Christopher Detzel (30:45):
So two people asked me that question, so boom. Perfect. And then can we include audit logs, part of the data loading to Snowflake?
Jon Ulloa (30:54):
Yeah. That's a good question. So I mentioned that we're launching our connector. We launched our connector yesterday, and we're starting with some key data types. One of the data types on our roadmap in the future is audit data. So for audit logs, that is planned for a future release.
Christopher Detzel (31:12):
Great. Let's keep going, and we'll keep piling in these questions, and then I'll start asking them here shortly again.
Jon Ulloa (31:29):
Okay, sounds good. All right. I assume you guys can still see my screen?

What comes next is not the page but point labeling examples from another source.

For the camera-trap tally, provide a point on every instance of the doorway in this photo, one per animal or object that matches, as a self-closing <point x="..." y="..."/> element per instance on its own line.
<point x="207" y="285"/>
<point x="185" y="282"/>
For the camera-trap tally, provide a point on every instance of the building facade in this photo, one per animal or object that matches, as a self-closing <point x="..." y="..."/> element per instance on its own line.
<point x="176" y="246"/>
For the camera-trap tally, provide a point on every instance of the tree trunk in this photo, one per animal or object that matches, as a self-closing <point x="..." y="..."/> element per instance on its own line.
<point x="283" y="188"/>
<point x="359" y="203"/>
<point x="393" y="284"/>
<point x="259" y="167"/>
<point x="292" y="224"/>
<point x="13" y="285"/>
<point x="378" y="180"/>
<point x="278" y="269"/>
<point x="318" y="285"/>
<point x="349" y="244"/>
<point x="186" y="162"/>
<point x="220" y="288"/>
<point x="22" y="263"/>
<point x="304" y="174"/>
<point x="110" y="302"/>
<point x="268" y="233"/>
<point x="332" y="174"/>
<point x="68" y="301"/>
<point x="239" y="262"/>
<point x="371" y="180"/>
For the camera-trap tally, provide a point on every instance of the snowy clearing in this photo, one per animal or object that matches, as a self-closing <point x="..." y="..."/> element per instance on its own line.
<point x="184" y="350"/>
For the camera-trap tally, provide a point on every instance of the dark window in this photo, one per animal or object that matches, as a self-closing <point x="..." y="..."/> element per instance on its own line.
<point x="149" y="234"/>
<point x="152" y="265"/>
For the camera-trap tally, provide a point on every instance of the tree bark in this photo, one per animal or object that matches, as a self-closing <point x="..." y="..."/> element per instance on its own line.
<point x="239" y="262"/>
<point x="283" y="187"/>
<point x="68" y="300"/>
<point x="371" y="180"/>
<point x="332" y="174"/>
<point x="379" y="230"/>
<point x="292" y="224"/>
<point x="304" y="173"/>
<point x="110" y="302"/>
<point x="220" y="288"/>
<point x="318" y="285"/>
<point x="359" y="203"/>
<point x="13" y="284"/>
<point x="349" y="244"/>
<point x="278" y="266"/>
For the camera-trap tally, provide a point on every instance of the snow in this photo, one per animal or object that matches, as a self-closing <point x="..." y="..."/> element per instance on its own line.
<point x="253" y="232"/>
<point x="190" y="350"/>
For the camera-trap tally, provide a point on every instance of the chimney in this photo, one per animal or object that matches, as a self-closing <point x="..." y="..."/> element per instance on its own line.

Christopher Detzel (31:31):
Jon Ulloa (31:32):
Awesome. I have here a connected Snowflake instance here with our connector here, and I have a variety of queries to show you a little bit more about that schema that we were talking about with the data table. And let me just go ahead and start running this, so it will give you a sense of what schema we're working with here. Okay. By the way, I don't know if you guys have started using the new Snowflake UI, but I converted it about a month ago and it's really good, it's really snazzy. So if you guys are considering doing that, I was a console UI person for a while, but this is super helpful to be able to understand JSON comparisons across. It keeps on the same line, which is great. And the only UI, Chris, I can think of that's close to this is the new Reltio UI, so the shameless plug for Reltio UI.
Christopher Detzel (32:34):
Well, shameless or not, people are having to use it, you know what I mean? So that's exciting. Everybody's changing their UI for better experience.
Jon Ulloa (32:43):
Excellent. Yeah, excellent. Yeah. We have this data table right here, and we have a UI. And I mentioned this version. So this is going to be tracking all the versions of events that are associated with the particular object, whether that's an entity relation, interaction, match, or merge. And I'll show you through the demo how this is facilitated through an event change that we'll create in the Reltio UI today. But this is an important feature to be able to represent that latest object version.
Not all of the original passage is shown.